British department store group Debenhams (DEB.L) lowered its full-year outlook for the second time in four months and cut its dividend as it reported a 52 percent slump in first-half profit, further hammering its already battered shares.
Shoppers walk past Debenhams on Oxford Street in central London, Britain, April 2, 2018. (File photo: Reuters)
The stock fell as much as 13 percent in early trading on Thursday, taking its year-on-year plunge to 62 percent.
The 240-year old Debenhams, which issued a profit warning in January, also said Matt Smith, its chief financial officer, was quitting the retailer to take up the same role at rival Selfridges.
The group is one year into a turnaround plan led by Chief Executive Sergio Bucher, a former Amazon and Inditex executive.
His programme involves closing some stores and revamping the rest, cutting promotions and improving online service, while seeking efficiencies by simplifying the business.
However, progress has been hampered by changing shopping habits, a squeeze on UK consumers’ budgets, a shift in spending away from fashion towards holidays and entertainment, as well as intense online competition.
“The market has remained very volatile and competitive with consumer confidence and the clothing market continuing to fall,” Bucher told reporters.
“The retail market is changing but this is happening faster than we or anybody expected and therefore we need to accelerate our pace of change,” he said.
Debenhams is not alone in finding the going tough. Already this year Toys R Us UK, electricals group Maplin and drinks wholesaler Conviviality have plunged into administration, while fashion retailer New Look and floor coverings firm Carpetright are closing stores.
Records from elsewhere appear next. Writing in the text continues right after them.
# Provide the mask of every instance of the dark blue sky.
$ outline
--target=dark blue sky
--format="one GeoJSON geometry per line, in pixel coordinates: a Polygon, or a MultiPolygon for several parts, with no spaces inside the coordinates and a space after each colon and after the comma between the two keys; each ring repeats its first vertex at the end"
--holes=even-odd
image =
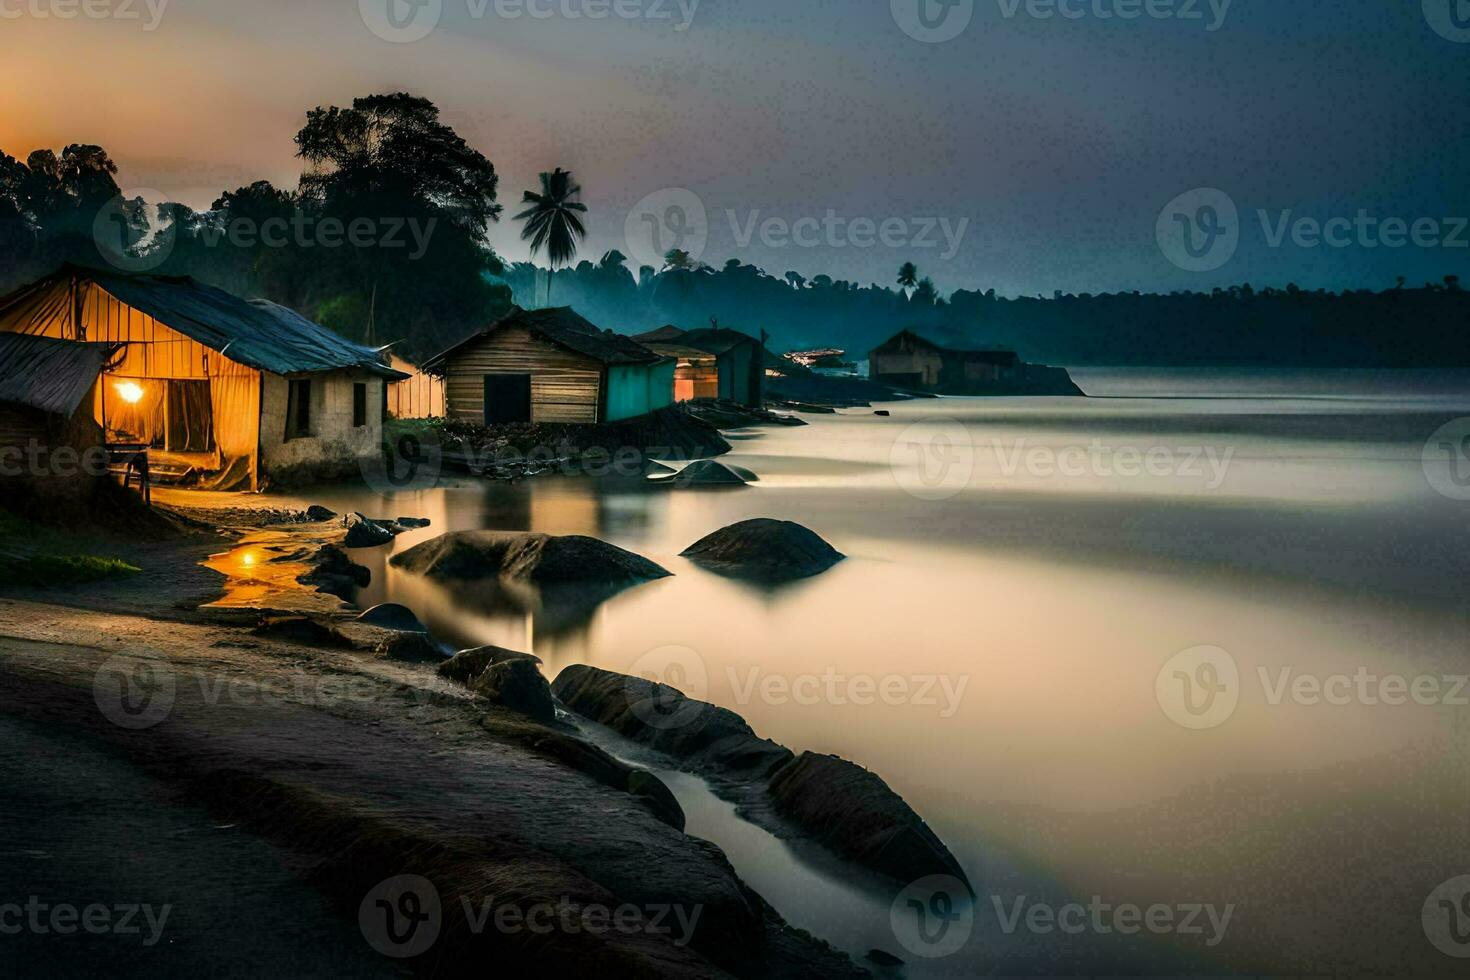
{"type": "MultiPolygon", "coordinates": [[[[1431,26],[1453,24],[1451,2],[1470,16],[1463,0],[1234,0],[1223,18],[1222,0],[1061,0],[1075,19],[974,0],[942,43],[904,30],[923,33],[919,0],[700,0],[692,17],[694,0],[422,0],[437,27],[410,43],[369,29],[386,2],[170,0],[152,30],[144,0],[143,21],[8,20],[0,149],[100,143],[125,187],[205,206],[259,177],[294,185],[307,108],[402,88],[495,161],[508,205],[538,170],[572,169],[594,259],[651,247],[638,205],[656,195],[641,210],[680,227],[692,205],[670,202],[703,205],[705,261],[777,274],[886,284],[912,260],[943,289],[1003,294],[1470,278],[1470,231],[1443,220],[1470,215],[1470,43],[1431,26]],[[1098,16],[1120,9],[1142,14],[1098,16]],[[659,195],[674,188],[694,198],[659,195]],[[1202,272],[1156,234],[1195,188],[1239,214],[1238,248],[1202,272]],[[1262,209],[1270,234],[1288,209],[1417,221],[1420,245],[1368,247],[1377,231],[1339,223],[1344,247],[1291,225],[1272,247],[1262,209]]],[[[495,235],[511,258],[517,231],[495,235]]]]}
Rival department store group House of Fraser said it was seeking rent reductions while market leader John Lewis [JLPLC.UL] cautioned on the outlook.
LOWERED EXPECTATIONS
Debenhams made an underlying pretax profit of 42.2 million pounds in the 26 weeks to March 3 - below analysts’ average forecast of 44 million pounds and the 87.8 million pounds made in the first half of its 2016-17 year.
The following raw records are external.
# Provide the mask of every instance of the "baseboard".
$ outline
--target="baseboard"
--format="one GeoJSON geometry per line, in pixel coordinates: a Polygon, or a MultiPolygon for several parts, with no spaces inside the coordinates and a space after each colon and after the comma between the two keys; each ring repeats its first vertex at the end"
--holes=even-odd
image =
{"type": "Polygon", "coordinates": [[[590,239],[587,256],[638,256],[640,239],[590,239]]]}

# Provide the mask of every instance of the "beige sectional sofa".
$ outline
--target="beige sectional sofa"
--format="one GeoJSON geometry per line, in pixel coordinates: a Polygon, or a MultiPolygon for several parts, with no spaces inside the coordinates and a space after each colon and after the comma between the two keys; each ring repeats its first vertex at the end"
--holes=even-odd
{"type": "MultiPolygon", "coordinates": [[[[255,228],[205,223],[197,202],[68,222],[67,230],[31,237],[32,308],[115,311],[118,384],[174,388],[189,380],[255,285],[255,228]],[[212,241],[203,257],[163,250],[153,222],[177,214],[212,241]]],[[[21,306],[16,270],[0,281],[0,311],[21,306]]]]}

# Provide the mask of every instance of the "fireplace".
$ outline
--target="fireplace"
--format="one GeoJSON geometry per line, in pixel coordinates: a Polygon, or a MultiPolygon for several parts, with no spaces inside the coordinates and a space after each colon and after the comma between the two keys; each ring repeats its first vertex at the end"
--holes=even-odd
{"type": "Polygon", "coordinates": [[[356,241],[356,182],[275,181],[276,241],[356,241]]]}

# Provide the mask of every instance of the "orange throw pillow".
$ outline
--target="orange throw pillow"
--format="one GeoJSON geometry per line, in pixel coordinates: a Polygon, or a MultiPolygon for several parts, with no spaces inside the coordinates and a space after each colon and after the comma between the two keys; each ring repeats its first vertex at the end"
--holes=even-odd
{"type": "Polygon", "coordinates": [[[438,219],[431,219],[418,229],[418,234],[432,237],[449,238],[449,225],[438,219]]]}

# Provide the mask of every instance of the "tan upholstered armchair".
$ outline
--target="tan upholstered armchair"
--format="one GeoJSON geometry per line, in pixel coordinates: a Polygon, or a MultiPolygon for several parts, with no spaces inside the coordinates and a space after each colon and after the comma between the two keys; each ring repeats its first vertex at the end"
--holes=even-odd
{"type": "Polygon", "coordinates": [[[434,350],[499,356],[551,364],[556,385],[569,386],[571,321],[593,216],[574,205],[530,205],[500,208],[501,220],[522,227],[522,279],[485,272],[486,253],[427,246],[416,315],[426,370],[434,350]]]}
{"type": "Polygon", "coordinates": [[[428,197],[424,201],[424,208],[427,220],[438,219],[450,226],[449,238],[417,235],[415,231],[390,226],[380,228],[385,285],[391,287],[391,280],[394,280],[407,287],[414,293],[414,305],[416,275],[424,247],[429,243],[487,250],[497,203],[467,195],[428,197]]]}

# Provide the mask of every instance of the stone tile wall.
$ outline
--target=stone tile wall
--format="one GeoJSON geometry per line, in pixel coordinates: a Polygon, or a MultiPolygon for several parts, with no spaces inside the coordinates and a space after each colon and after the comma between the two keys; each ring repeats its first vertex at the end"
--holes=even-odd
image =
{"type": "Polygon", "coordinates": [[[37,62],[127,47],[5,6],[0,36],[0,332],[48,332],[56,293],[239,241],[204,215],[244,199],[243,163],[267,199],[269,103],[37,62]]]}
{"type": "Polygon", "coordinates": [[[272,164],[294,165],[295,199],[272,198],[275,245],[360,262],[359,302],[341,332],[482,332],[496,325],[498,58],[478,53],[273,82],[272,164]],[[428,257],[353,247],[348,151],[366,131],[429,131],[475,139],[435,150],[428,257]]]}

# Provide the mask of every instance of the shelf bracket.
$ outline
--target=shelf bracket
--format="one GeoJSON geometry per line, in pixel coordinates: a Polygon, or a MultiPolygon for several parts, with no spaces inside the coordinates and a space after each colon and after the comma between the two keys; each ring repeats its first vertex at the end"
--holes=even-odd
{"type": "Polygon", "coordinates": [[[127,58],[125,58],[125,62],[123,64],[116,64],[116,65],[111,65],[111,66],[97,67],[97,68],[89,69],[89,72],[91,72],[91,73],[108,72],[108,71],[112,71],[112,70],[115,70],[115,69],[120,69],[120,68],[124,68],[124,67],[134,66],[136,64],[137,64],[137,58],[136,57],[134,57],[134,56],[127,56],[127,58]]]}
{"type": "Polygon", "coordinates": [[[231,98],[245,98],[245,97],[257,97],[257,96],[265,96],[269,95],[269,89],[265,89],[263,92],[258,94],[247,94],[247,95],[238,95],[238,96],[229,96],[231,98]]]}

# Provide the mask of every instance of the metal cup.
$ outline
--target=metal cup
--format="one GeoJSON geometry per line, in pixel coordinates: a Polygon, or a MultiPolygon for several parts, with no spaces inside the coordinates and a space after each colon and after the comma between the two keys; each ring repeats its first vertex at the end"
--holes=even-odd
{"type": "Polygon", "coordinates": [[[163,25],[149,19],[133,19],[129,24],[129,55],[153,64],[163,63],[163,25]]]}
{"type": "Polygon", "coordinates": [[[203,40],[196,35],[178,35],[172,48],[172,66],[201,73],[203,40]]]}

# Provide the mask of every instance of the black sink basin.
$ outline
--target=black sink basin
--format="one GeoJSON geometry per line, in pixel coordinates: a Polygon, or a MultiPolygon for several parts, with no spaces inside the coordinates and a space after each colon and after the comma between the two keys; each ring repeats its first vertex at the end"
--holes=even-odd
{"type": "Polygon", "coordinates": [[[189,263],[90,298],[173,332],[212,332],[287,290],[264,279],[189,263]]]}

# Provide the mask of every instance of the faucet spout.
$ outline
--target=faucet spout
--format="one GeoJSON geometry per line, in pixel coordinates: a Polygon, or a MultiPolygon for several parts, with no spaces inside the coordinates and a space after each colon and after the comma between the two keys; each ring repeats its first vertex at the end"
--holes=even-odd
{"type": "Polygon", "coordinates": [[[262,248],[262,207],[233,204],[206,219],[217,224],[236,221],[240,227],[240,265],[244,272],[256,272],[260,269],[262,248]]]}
Revenue fell 1.6 percent to 1.65 billion pounds, hurt by subdued Christmas trading and early March snow storms that shut stores.
The interim dividend was cut by 51 percent to 0.5 pence.
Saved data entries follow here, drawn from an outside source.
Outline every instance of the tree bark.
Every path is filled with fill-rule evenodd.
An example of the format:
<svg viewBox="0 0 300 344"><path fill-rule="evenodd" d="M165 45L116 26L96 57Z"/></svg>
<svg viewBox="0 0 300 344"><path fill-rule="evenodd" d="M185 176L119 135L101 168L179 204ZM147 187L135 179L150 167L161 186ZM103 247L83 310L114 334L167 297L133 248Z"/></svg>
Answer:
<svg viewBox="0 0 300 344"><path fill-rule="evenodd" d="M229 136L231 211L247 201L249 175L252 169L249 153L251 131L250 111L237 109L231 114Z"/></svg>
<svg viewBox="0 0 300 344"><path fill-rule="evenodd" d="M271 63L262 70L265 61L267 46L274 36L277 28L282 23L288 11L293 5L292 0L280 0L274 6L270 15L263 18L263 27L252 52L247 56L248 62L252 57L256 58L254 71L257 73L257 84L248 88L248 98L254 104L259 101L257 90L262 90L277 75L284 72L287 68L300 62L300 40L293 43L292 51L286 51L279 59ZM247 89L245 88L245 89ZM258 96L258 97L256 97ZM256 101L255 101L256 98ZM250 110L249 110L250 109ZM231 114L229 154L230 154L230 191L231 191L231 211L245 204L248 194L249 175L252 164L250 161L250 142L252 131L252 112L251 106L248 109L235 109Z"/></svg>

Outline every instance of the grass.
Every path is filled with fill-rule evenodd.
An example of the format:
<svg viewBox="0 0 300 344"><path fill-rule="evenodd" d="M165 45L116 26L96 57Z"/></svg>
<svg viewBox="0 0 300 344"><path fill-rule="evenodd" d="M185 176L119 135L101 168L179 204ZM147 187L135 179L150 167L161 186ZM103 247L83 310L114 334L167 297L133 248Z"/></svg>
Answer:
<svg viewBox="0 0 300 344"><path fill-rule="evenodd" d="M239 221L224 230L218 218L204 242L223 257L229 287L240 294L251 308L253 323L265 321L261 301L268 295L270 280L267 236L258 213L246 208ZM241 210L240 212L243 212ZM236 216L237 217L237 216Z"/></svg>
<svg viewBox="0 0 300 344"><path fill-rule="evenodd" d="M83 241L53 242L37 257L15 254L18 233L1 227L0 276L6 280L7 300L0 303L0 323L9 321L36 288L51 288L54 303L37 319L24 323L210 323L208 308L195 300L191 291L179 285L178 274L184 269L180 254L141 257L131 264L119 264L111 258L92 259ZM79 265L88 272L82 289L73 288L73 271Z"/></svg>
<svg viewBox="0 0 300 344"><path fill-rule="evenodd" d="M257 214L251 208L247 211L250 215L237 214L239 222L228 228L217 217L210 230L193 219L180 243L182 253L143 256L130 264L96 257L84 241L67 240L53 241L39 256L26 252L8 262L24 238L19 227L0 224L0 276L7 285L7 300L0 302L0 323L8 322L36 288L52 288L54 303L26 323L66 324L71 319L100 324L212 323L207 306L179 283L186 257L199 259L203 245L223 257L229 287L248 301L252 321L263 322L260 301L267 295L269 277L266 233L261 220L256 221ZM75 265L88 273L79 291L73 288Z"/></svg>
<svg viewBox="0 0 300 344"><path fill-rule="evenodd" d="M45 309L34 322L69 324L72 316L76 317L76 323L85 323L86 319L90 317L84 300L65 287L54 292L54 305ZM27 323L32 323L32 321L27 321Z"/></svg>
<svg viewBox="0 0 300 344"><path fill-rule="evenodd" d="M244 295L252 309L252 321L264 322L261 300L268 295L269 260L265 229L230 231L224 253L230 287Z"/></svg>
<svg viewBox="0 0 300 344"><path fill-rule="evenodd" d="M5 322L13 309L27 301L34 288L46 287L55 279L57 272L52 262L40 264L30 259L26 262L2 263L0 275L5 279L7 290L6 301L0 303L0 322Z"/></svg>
Debenhams said that based on its current view of the second half, pretax profit for the full 2017-18 year was expected to be at the lower end of the current range of analysts’ forecasts of 50-61 million pounds.
It was previously guiding to 55-65 million pounds and made 95.2 million pounds in 2016-17.
Debenhams shares were down 2.1 pence at 21.2 pence at 0732 GMT, valuing the business at 262 million pounds - some 20 times less than ASOS (ASOS.L), the 18-year-old online fashion retailer.
“Debenhams is investing just to stand still and is acutely exposed to the ongoing structural challenges in the market,” said analysts at Liberum, who reiterated their “sell” recommendation.